BLOG: Why do we have weather?

BLOG: Why do we have weather?

CHARLOTTE, NC (WBTV) - Have you ever wondered why we have weather? It isn't just so that we can have rain for the crops and wind to distribute seeds. We NEED weather so that the earth doesn't overheat.

Here's how it works. The earth is round and not flat. (Hopefully we all know that.) What you may not realize is that because it isn't flat, the sun's rays don't fall evenly across the earth's surface. The equator gets more direct sun than the poles. That means the equator heats up more than the poles. That makes for one out of balance planet! In order for the earth not to overheat, the warm air needs to be redistributed. "Weather" is how that happens.

The atmosphere is all about balance.
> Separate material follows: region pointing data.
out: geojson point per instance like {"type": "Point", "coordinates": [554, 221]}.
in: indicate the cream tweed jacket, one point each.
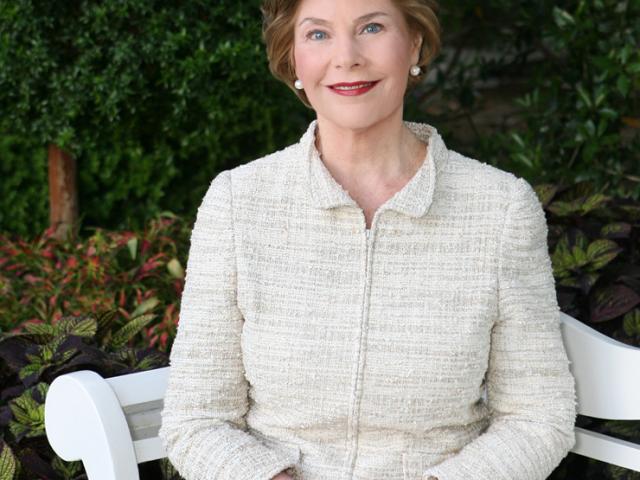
{"type": "Point", "coordinates": [428, 345]}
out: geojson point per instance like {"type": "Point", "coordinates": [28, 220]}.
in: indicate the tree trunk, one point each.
{"type": "Point", "coordinates": [63, 193]}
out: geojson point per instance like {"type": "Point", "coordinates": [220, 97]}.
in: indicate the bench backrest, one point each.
{"type": "Point", "coordinates": [112, 424]}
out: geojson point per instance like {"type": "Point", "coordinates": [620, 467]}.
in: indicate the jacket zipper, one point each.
{"type": "Point", "coordinates": [353, 425]}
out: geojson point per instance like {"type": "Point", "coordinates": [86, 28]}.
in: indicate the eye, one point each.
{"type": "Point", "coordinates": [316, 35]}
{"type": "Point", "coordinates": [372, 28]}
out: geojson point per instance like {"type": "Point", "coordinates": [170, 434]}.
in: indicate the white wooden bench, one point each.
{"type": "Point", "coordinates": [112, 424]}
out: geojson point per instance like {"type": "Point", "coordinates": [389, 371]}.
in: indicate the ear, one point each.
{"type": "Point", "coordinates": [416, 47]}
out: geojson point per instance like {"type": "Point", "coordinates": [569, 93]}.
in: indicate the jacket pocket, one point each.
{"type": "Point", "coordinates": [415, 462]}
{"type": "Point", "coordinates": [289, 451]}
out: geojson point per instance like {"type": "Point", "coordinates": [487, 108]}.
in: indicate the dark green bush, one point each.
{"type": "Point", "coordinates": [152, 97]}
{"type": "Point", "coordinates": [549, 89]}
{"type": "Point", "coordinates": [594, 242]}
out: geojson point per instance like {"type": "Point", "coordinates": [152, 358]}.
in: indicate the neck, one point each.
{"type": "Point", "coordinates": [382, 153]}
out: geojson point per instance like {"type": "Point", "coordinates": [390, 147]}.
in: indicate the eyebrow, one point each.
{"type": "Point", "coordinates": [362, 18]}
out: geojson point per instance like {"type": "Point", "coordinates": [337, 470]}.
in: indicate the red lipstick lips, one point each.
{"type": "Point", "coordinates": [352, 89]}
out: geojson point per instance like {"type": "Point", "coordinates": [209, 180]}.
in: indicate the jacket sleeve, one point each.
{"type": "Point", "coordinates": [531, 392]}
{"type": "Point", "coordinates": [203, 426]}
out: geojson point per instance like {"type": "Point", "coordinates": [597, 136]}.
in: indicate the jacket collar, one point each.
{"type": "Point", "coordinates": [413, 199]}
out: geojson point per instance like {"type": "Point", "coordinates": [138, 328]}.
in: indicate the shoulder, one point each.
{"type": "Point", "coordinates": [270, 179]}
{"type": "Point", "coordinates": [488, 180]}
{"type": "Point", "coordinates": [266, 172]}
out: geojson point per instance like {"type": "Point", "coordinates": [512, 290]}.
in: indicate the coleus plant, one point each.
{"type": "Point", "coordinates": [31, 359]}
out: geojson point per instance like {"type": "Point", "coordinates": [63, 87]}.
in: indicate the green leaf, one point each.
{"type": "Point", "coordinates": [622, 84]}
{"type": "Point", "coordinates": [8, 463]}
{"type": "Point", "coordinates": [175, 268]}
{"type": "Point", "coordinates": [594, 202]}
{"type": "Point", "coordinates": [132, 245]}
{"type": "Point", "coordinates": [631, 323]}
{"type": "Point", "coordinates": [602, 252]}
{"type": "Point", "coordinates": [86, 327]}
{"type": "Point", "coordinates": [146, 306]}
{"type": "Point", "coordinates": [124, 334]}
{"type": "Point", "coordinates": [562, 18]}
{"type": "Point", "coordinates": [584, 96]}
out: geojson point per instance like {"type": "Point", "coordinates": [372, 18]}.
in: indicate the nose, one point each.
{"type": "Point", "coordinates": [347, 53]}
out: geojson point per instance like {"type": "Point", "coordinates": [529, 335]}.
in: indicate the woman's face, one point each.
{"type": "Point", "coordinates": [356, 41]}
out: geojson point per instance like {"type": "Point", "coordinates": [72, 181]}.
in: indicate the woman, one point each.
{"type": "Point", "coordinates": [350, 297]}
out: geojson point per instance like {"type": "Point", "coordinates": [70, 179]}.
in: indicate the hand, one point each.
{"type": "Point", "coordinates": [282, 476]}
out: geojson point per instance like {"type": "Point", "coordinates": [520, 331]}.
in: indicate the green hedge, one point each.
{"type": "Point", "coordinates": [152, 97]}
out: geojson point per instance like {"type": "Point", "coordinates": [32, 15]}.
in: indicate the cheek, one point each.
{"type": "Point", "coordinates": [307, 61]}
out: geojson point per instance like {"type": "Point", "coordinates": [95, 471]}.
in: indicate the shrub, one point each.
{"type": "Point", "coordinates": [132, 273]}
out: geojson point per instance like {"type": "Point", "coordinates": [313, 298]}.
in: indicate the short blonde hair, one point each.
{"type": "Point", "coordinates": [278, 26]}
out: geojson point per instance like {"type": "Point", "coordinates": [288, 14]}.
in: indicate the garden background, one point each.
{"type": "Point", "coordinates": [150, 99]}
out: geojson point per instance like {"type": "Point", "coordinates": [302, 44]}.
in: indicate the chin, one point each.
{"type": "Point", "coordinates": [352, 117]}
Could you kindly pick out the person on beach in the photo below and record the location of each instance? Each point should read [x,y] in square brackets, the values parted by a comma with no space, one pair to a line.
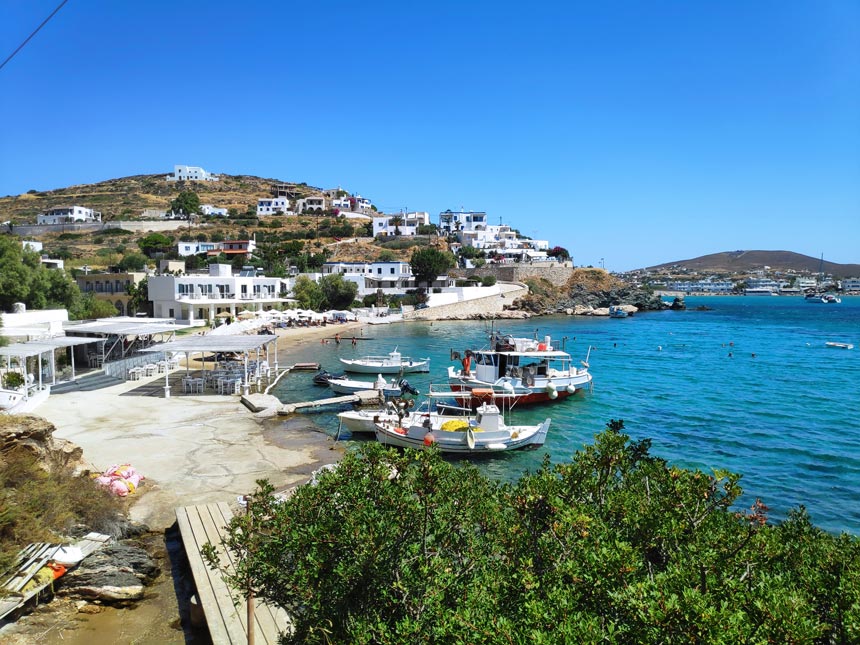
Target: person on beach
[467,363]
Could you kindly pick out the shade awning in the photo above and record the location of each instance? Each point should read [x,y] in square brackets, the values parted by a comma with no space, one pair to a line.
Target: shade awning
[214,344]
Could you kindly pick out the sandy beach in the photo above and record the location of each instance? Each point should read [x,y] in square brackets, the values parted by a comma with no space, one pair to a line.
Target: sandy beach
[191,448]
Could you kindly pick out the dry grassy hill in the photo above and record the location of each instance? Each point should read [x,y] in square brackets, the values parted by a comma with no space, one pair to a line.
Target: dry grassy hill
[128,197]
[749,261]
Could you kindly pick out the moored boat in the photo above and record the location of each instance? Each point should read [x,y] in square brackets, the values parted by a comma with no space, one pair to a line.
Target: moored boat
[393,363]
[394,387]
[482,432]
[532,370]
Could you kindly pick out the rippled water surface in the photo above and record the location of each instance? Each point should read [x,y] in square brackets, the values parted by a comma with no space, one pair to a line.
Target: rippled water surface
[748,386]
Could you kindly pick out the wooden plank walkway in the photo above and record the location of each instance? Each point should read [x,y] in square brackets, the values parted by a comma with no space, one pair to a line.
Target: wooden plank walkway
[227,623]
[30,561]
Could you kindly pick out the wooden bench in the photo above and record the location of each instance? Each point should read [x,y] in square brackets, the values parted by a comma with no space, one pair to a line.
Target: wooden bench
[227,623]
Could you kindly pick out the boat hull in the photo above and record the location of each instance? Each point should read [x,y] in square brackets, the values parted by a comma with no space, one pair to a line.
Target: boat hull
[369,367]
[466,443]
[347,386]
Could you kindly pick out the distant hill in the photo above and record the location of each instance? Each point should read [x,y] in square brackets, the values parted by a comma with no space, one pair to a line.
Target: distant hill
[128,197]
[750,261]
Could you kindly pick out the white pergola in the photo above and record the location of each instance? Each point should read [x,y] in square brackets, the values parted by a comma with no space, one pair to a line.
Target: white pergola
[214,344]
[120,329]
[29,349]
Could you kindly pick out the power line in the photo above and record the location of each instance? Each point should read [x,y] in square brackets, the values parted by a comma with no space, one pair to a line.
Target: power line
[44,22]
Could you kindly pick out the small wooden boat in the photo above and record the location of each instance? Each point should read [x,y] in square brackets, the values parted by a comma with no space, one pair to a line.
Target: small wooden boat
[393,363]
[394,387]
[480,433]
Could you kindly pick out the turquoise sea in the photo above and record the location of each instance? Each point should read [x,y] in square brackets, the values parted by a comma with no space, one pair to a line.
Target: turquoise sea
[747,386]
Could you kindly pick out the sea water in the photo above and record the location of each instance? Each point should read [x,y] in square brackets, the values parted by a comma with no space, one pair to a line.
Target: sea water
[747,385]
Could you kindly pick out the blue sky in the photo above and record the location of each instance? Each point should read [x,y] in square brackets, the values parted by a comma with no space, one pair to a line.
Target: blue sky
[633,132]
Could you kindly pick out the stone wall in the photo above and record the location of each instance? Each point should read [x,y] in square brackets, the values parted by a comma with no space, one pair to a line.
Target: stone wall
[33,230]
[556,272]
[487,307]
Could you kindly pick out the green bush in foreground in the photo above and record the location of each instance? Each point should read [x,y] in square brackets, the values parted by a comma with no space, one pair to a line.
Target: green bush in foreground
[615,546]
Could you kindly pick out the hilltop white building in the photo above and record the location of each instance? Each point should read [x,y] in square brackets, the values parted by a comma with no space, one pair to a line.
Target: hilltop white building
[272,205]
[68,214]
[315,204]
[453,221]
[227,247]
[209,209]
[408,223]
[190,173]
[390,277]
[192,298]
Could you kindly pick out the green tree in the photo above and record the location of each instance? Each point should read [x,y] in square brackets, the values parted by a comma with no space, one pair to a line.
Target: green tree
[309,294]
[23,278]
[187,202]
[614,546]
[338,293]
[132,262]
[559,252]
[429,263]
[139,300]
[155,243]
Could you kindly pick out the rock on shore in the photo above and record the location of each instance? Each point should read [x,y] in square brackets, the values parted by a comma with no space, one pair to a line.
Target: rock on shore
[116,574]
[587,294]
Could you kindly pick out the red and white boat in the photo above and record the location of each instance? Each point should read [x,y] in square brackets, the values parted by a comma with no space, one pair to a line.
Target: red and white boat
[531,370]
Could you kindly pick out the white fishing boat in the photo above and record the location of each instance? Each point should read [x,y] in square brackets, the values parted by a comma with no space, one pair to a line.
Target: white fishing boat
[533,370]
[822,298]
[394,387]
[393,363]
[481,432]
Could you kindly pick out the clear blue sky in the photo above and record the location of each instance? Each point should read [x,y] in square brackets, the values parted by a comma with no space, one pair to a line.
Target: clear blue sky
[637,132]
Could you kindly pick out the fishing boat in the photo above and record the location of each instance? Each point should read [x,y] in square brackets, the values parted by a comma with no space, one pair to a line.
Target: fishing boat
[394,387]
[393,363]
[324,376]
[532,370]
[822,298]
[480,432]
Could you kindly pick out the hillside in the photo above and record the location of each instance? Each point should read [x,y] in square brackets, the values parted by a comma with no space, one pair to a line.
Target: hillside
[128,197]
[750,261]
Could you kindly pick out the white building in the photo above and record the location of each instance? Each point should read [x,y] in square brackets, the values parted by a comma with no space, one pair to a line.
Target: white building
[272,206]
[400,223]
[851,284]
[69,214]
[389,277]
[190,173]
[453,221]
[209,209]
[192,298]
[227,247]
[314,204]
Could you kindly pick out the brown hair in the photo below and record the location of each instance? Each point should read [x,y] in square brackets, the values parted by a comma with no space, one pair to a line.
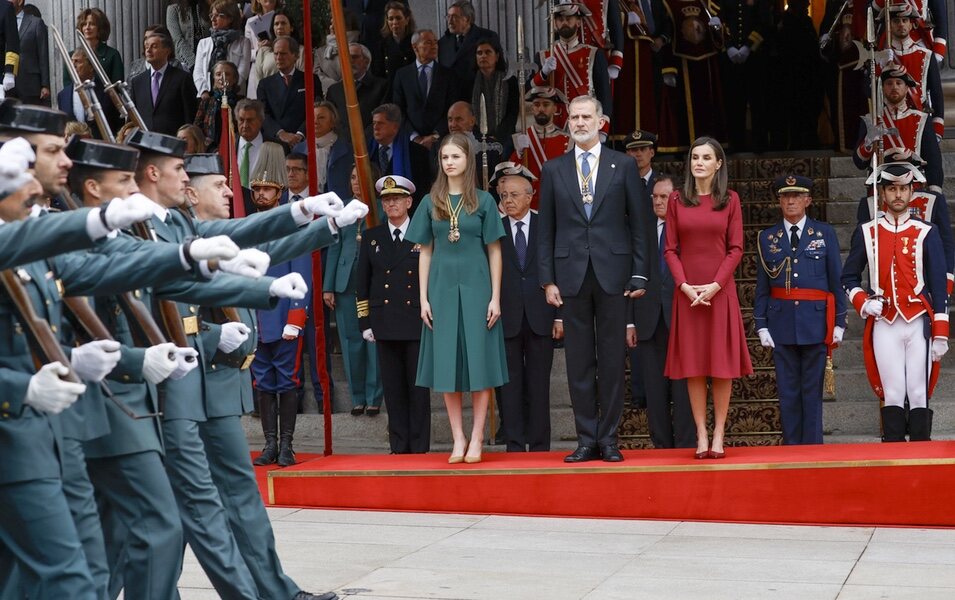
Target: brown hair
[99,17]
[440,194]
[720,191]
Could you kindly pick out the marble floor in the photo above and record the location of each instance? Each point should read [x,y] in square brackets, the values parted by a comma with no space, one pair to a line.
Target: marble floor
[378,556]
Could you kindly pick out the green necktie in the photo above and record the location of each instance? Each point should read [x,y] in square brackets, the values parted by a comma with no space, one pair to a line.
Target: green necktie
[244,165]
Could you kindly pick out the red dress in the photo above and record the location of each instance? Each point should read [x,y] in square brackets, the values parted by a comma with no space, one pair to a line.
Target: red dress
[702,246]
It wants to get the extra warm air to where it's cooler. There are two main ways the air can move – vertically and horizontally.

An example of heat being transported vertically is when you have convection – which is basically rising air. On a hot day, warm air rises. As it does, it cools and condenses. By this process, heat is liberated. The heat is moved from the earth's surface and set free higher up in the atmosphere, where it's cooler.

Heat is transported horizontally by wind. Remember the wind belts you learned about in high school? Their purpose is to get extra heat from the equator to the poles. Have you noticed that our weather in the US typically goes from west to east? That's because we live in the wind belt called the "westerlies". That's part of the bigger system of winds belts, sending the extra heat toward the north pole. Also, the purpose of our high and low pressure systems is to send warm air toward the north and cooler air toward the south.

Clouds, wind and precipitation are all products of the uneven heating of the earth's surface. Isn't it cool how these things work?